The Music Of LoveBy KIERAN GRANT, <!A HREF="" TARGET=_blank>Toronto Sun, October 22nd, 2001.
MUSIC WITHOUT BORDERS LIVE
Air Canada Centre, Toronto
Sunday, October 21, 2001
It's been an unprecedented couple of months for concert fundraisers in and for the United States Of America.
But when Alanis Morissette encouraged a sold-out crowd at the Air Canada Centre last night to "send love to a country and culture that needs love right now," she wasn't talking about her adopted U.S. home.
She was talking about Afghanistan.
Along with The Tragically Hip, Barenaked Ladies, Our Lady Peace, Bruce Cockburn and Toronto rapper Choclair, Morissette was part of the roster of A-list Canadian musical talent assembled for Music Without Borders Live.
The concert was set up to benefit the United Nations' Donor Alert plan to raise an estimated $650 million to aid those caught in the current crossfire in and around Afghanistan.
All proceeds from ticket sales went to the appeal, with concert promoters, IATSE stage crews, security, and food services staff all donating their time free of charge.
With tickets priced at a relatively low $35, the show drew a capacity crowd of 20,000, putting the amount raised at $700,000 Cdn. Donations were also taken by phone, with MuchMusic broadcasting part of the event live and CBC airing it in its entirety later in the night.
Guests such as Vince Carter, Peter Mansbridge and Jason Priestly were on hand to introduce the acts.
The Tragically Hip, knocking out favourites Grace,Too and Music@work, acted as de facto headliners of the straight-forward show, closing with a 40-minute set that ended just before midnight. That top status was confirmed as the heavy Hip contingent in the audience erupted when Gord Downie made his first appearance to introduce Morissette earlier.
Glimpses at the crowd a "Canada (hearts) USA" banner, for instance suggested that some fans were concerned with showing added solidarity with our American cousins.
Still, there was little jingoism, pomp and/or circumstance as the performers got down to what the crowd had paid for.
Our Lady Peace weighed in with hits like Superman's Dead, Naveed, Clumsy, and some suitably earnest commentary.
Much of the audience was filing in earlier when, following a 15-minute spot by Choclair, Cockburn performed his sombre half-hour turn on acoustic guitar, throwing in a new song and his fitting classic Lovers In A Dangerous Time, performed with the Barenaked Ladies' Steven Page.
BNL provided the night's levity, romping through a truncated performance with the kind of mugging enthusiasm expected from them. Oddly, it was Page and BNL drummer Tyler Stewart who were the most outspoken and incisive during a pre-concert press conference earlier in the day, outlining the difference between Music Without Borders and the many charity rock shows held on both sides of the U.S.-Canada border in the wake of the Sept. 11, such as Saturday's star-studded Concert For New York City at Madison Square Garden.

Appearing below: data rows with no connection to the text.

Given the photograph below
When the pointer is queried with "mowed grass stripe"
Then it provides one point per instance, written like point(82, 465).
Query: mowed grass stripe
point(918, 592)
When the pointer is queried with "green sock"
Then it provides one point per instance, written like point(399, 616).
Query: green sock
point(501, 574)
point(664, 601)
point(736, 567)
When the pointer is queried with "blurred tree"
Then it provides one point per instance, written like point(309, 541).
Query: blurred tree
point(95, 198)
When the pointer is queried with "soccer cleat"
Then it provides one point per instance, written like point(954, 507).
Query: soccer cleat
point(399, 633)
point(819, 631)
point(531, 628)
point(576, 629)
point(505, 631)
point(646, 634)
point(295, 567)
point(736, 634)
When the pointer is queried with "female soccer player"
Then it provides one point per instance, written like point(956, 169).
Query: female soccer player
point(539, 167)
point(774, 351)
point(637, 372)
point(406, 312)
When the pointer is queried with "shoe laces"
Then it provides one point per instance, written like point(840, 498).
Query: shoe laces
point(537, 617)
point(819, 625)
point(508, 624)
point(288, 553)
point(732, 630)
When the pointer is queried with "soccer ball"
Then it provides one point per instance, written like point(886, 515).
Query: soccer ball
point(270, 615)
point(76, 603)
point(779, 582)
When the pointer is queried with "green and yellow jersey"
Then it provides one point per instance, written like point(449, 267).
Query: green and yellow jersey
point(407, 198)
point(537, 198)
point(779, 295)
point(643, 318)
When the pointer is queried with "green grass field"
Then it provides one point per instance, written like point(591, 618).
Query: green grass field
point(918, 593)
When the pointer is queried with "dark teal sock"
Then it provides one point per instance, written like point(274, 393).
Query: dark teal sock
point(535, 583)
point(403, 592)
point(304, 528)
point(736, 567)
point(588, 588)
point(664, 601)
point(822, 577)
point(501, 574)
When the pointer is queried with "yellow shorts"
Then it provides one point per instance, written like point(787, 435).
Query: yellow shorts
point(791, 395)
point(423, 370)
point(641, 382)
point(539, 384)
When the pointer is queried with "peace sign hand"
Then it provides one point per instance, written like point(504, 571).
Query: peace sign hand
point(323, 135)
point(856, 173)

"This is in some ways a more difficult concert than (the Concert For NYC)," Page said. "That had a direct focus on celebrating the heroes of Sept.11 and mourning the losses of that day. What we're doing here is about Canadian artists banding together to try and help the citizens of Afghanistan get the food, shelter and health care that they need.
"You have to peel away a lot of issues here to get to the basic sanctity of human life. We have to put a lot of our ideologies aside and try to help people.
"There's been a lot of talk about collateral damage, which is a euphemism for innocent people dying. We would like to help prevent that as much as possible. I think most Canadians would agree on that."
Stewart upped the ante, pointing out that the U.S. is, with Canadian support, delivering humanitarian aid while at the same time "bombing the crap" out of Afghanistan.
"A lot more innocent people are going to die, and the reasons for them dying aren't carved in stone," he said. "It's important for Canadians to remember that we have a luxury in that we're next to the biggest, most powerful country, but we have our own tradition for humanitarianism. Mr. Bush said, 'You're either with us or you're with the terrorists.' That doesn't leave much room for alternative ideas.
"This is not anti-American," he stressed. "It's pro-human life."
United Nations Association in Canada executive director Steve Mason told reporters that an estimated 7.5 million Afghan civilians about a third of the country's population will require humanitarian aid. Funds from Music Without Borders will be divided between UN agencies such as the World Food Program and UNICEF.
An additional 20% of the money raised last night will go to War Child Canada, which assists child victims of war around the world.
"People who pay for tickets tonight will be able to go to a Web site and see where a portion of that money is going," Our Lady Peace singer Raine Maida said. "It's important to show that a small Canadian charity can make a difference."